The education startup backed by publishing giant Pearson(s PLC) on Thursday said it was expanding its STEM (science, technology, engineering and math) options through partnerships with NASA eClips, National Geographic, National Science Foundation, Scientific Minds, Patrick JMT, Virtual Nerd, Adaptive Curriculum and Brightstorm.
Much of the new content includes videos that may supplement students’ in-classroom study or provide breaking science-related news, as well as video lessons, quizzes, flashcards and other assessments.
For Alleyoop, which wants to help students prepare for college with customized and gamified interactive subject-based content, the additional content provides a way to put individual lessons in a real-world context.
“We think science is a really interesting way to start embedding some of the 21st century skills,” said Gerard LaFond, VP of marketing for Pearson Education, adding that it provides students with complex situations, the opportunity to apply the scientific methods, and a chance to deepen critical thinking skills. It could also help parents re-engage students in their academic subjects.
“Parents have given us a lot of feedback that science is something their kids are interested in and it’s an interesting way to get them into school again — because it’s applied,” said LaFond, adding that it puts lessons into a real-world context and encourages people to build a reliance on startups they might already have.

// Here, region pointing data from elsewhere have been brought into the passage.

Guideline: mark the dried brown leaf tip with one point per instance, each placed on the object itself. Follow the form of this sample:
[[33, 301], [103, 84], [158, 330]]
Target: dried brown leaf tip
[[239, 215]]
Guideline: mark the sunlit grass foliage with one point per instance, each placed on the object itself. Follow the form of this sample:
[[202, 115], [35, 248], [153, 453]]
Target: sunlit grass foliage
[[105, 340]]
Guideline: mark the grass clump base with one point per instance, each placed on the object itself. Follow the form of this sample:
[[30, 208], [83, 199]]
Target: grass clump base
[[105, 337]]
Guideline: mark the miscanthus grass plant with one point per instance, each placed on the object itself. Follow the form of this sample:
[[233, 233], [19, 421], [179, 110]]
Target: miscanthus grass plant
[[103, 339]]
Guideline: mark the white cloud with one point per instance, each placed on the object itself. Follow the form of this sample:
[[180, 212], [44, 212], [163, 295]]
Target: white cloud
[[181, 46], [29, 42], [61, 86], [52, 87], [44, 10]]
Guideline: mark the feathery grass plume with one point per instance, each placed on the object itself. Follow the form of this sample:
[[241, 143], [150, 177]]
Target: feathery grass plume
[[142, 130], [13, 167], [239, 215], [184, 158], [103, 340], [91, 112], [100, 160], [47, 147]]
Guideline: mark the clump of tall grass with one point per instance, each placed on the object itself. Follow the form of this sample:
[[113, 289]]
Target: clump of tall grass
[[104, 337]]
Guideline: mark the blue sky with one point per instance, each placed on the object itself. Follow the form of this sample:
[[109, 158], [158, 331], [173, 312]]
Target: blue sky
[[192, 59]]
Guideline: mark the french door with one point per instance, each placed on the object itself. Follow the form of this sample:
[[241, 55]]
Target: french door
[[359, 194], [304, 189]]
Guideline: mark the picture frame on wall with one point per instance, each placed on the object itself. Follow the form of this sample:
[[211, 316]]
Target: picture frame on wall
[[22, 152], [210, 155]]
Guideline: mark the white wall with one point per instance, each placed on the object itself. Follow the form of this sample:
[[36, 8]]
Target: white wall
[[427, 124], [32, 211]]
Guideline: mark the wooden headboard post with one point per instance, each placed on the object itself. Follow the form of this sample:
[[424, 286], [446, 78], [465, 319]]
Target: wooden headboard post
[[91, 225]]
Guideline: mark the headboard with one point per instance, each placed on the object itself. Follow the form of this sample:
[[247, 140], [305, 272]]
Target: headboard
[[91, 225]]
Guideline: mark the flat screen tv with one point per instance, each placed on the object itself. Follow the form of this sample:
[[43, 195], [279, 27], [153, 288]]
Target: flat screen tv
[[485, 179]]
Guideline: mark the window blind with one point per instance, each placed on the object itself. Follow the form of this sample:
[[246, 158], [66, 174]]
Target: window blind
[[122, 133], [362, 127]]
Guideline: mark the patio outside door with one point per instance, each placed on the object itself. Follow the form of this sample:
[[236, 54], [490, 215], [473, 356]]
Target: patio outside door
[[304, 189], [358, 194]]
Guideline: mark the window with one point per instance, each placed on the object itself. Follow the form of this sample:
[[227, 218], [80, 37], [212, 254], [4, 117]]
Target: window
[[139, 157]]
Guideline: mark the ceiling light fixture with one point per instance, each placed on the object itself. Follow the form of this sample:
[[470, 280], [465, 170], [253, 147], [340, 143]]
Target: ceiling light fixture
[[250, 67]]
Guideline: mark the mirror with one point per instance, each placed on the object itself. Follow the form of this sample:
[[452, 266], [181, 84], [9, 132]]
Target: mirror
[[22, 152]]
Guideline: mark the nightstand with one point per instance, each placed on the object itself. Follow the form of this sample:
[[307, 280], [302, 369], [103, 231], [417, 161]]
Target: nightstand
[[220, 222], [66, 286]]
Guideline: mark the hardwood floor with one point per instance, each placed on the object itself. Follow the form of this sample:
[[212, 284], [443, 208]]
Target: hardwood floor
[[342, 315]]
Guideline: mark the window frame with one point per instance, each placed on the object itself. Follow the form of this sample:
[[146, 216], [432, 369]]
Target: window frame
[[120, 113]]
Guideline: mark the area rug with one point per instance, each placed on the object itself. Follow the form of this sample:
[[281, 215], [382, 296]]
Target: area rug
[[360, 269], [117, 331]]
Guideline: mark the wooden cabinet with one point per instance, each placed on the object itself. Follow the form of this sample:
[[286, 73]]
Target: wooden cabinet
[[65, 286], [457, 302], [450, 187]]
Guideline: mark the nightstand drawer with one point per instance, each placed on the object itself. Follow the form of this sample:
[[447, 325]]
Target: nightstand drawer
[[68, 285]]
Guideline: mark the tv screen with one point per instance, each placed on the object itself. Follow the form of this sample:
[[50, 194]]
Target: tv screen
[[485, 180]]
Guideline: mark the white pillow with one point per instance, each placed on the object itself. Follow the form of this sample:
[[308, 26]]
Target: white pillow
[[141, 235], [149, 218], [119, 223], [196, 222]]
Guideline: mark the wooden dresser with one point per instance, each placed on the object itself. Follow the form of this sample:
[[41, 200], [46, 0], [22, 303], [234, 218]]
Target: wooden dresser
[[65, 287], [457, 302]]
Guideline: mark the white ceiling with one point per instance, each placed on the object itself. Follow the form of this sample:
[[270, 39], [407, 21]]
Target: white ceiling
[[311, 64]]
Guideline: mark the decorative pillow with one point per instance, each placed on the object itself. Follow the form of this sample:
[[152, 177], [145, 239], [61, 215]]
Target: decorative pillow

The increased focus on STEM is particularly important given the amount of STEM jobs reports say are needed by the economy. A report this year from the President’s Council of Advisors on Science and Technology said that if the United States is to maintain its historic leadership in the STEM fields — and gain the related social, economic and national security benefits — then the country must produce about 1 million more workers in those fields over the next decade than we are currently on track to generate.